Another early adopter of Brainome is SK telecom, the South Korean telecommunications company. Eric Davis, vice president of SK telecom’s AI Language Tech Labs, says Brainome “has been a breath of fresh air” in helping the company tackle a problem in the healthcare domain.
“Our previous approach was time consuming, full of guesswork, and took over a week to iterate from feature extraction to experimentation to results,” Davis says in a press release published today. “Brainome took a lot of the guesswork out of data quantity needs and feature importance, allowing us to reduce our experimentation cycle from a week to mere hours. Equally as important, the easy-to-deploy Python model allowed us to spend more time on experimentation versus serving and deploying our model.”
By figuring out the importance of one’s data before building the machine learning model, the resulting size of the model can be shrunk significantly without giving up accuracy, Irissou says. It also helps to keep the model from memorizing the data, to generalize better, and to avoid overfitting.
“The point of measuring is you can figure out the complexity beforehand. Most models are grossly oversized. They may generalize, but the assumptions we [have is] you want modesl that are as small as possible,” Irissou says. “We do it to sell software. We’re not here to sell GPU hours in cloud. There’s very little incentive in the current ecosystem to say, oh let me give you a solution that gets you 1/100th of the amount of GPU that you’re currently using and it’s going to give you models so small that you can run them on regular CPU.”
Brainome’s software is sold in a Docker container that can run in the cloud or on prem. The software works with structured data stored in a tabular format, such as CSVs. It’s not domain specific.

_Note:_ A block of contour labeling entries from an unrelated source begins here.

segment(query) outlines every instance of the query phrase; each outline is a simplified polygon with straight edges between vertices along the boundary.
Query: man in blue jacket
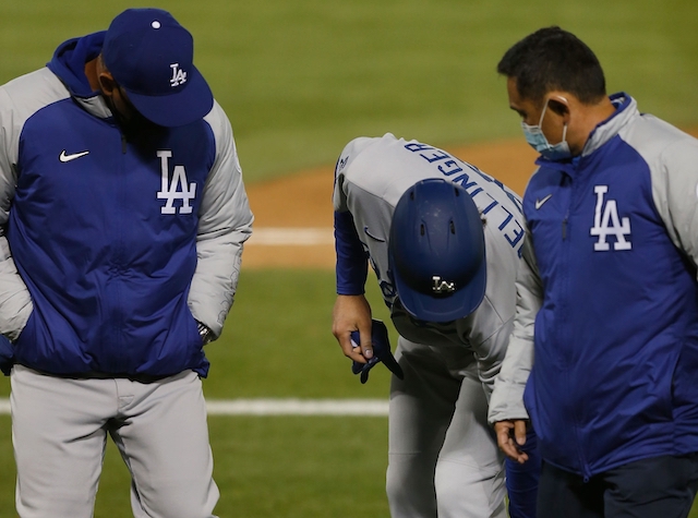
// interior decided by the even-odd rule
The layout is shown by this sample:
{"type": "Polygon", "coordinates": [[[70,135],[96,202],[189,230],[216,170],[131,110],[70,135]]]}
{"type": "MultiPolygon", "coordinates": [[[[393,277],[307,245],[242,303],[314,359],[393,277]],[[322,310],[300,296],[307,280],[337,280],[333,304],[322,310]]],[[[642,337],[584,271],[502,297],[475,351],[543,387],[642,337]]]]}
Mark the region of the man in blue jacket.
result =
{"type": "Polygon", "coordinates": [[[252,214],[168,12],[127,10],[0,87],[0,333],[22,518],[89,517],[109,434],[135,516],[213,517],[201,377],[252,214]]]}
{"type": "Polygon", "coordinates": [[[538,516],[685,517],[698,487],[698,141],[607,96],[593,52],[542,28],[501,60],[541,153],[533,260],[489,420],[512,459],[530,418],[538,516]]]}

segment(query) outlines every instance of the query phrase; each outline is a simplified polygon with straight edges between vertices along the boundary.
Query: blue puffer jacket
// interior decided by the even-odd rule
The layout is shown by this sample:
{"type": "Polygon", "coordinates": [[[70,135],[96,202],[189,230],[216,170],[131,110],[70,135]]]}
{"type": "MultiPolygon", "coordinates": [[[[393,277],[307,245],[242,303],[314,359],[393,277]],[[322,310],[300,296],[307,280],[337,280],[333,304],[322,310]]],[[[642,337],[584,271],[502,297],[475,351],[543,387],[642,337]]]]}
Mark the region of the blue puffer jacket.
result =
{"type": "Polygon", "coordinates": [[[539,159],[526,190],[537,264],[519,274],[490,411],[525,417],[502,396],[522,389],[534,341],[525,403],[541,455],[585,477],[698,451],[698,142],[612,100],[582,155],[539,159]]]}
{"type": "Polygon", "coordinates": [[[0,332],[47,373],[206,375],[196,321],[220,333],[252,221],[229,123],[216,105],[128,142],[83,72],[103,40],[69,40],[0,91],[0,332]]]}

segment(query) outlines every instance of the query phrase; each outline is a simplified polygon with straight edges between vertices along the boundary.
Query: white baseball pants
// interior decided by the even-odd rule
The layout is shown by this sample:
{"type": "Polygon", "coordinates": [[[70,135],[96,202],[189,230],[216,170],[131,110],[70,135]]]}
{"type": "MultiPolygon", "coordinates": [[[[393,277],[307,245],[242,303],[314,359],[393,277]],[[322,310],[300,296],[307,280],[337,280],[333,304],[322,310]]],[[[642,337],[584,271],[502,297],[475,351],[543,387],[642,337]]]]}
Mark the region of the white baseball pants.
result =
{"type": "Polygon", "coordinates": [[[472,353],[400,337],[386,490],[393,518],[504,518],[504,458],[472,353]]]}
{"type": "Polygon", "coordinates": [[[107,434],[131,472],[134,517],[215,518],[219,493],[196,373],[140,383],[15,365],[11,386],[21,518],[91,518],[107,434]]]}

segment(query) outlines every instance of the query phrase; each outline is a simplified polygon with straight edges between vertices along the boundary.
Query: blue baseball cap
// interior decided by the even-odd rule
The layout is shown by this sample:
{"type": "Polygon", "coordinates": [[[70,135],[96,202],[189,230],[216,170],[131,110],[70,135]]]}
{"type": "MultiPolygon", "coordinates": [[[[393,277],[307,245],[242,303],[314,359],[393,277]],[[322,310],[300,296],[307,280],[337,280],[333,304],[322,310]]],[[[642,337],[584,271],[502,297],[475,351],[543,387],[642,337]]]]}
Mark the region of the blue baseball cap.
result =
{"type": "Polygon", "coordinates": [[[388,267],[402,306],[418,320],[450,322],[478,309],[488,282],[484,229],[461,185],[430,178],[402,194],[388,267]]]}
{"type": "Polygon", "coordinates": [[[185,125],[214,106],[194,67],[194,38],[167,11],[123,11],[107,29],[101,56],[131,104],[156,124],[185,125]]]}

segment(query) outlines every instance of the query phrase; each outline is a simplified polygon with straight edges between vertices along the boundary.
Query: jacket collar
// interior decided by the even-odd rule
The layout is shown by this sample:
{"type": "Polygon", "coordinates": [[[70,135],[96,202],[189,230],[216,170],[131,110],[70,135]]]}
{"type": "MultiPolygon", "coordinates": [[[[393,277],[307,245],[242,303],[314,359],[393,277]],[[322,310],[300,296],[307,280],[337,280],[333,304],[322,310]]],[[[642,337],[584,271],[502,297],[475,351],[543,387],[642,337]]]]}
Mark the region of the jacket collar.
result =
{"type": "Polygon", "coordinates": [[[63,83],[73,99],[89,113],[106,119],[111,117],[101,94],[89,86],[85,76],[85,63],[101,51],[105,31],[69,39],[58,46],[52,59],[46,63],[63,83]]]}

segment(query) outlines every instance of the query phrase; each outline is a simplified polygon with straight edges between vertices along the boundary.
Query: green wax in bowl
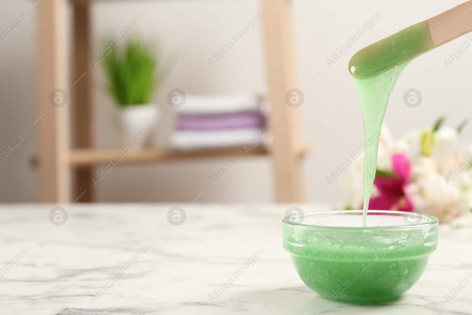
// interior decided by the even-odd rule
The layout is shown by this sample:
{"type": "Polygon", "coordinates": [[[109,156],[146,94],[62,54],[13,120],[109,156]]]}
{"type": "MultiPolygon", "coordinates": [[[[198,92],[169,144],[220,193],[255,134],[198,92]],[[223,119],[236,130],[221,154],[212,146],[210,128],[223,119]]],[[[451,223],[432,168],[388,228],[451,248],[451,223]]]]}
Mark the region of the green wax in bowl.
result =
{"type": "Polygon", "coordinates": [[[321,212],[283,220],[284,248],[306,285],[336,301],[372,303],[397,298],[424,271],[437,247],[438,220],[410,212],[321,212]],[[300,223],[301,222],[301,223],[300,223]]]}

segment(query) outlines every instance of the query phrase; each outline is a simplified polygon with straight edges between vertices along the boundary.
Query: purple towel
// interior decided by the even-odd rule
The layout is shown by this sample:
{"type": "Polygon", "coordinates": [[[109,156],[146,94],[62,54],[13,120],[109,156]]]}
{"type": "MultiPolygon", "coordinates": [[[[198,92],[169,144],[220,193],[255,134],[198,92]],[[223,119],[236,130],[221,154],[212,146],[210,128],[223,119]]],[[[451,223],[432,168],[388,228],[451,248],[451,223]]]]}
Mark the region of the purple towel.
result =
{"type": "Polygon", "coordinates": [[[235,128],[263,128],[264,116],[260,112],[243,112],[217,115],[181,115],[179,116],[179,130],[202,130],[235,128]]]}

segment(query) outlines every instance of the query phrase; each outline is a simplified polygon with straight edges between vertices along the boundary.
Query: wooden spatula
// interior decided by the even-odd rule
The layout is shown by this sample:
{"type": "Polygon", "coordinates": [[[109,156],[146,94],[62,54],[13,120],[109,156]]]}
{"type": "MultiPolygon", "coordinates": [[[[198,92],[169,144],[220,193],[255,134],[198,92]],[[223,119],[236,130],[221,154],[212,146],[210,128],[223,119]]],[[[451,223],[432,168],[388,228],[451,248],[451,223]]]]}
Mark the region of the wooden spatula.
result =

At the moment, the software primarily is designed to work with neural networks and decision tree models, although it will also work with XGBoost, with plans to support others in the future, Friedland says.
The company is working on an enterprise version of the software that will have a nicer Web interface. Interested parties can experiment with the tool on small data sets through the company’s website at www.brainome.ai.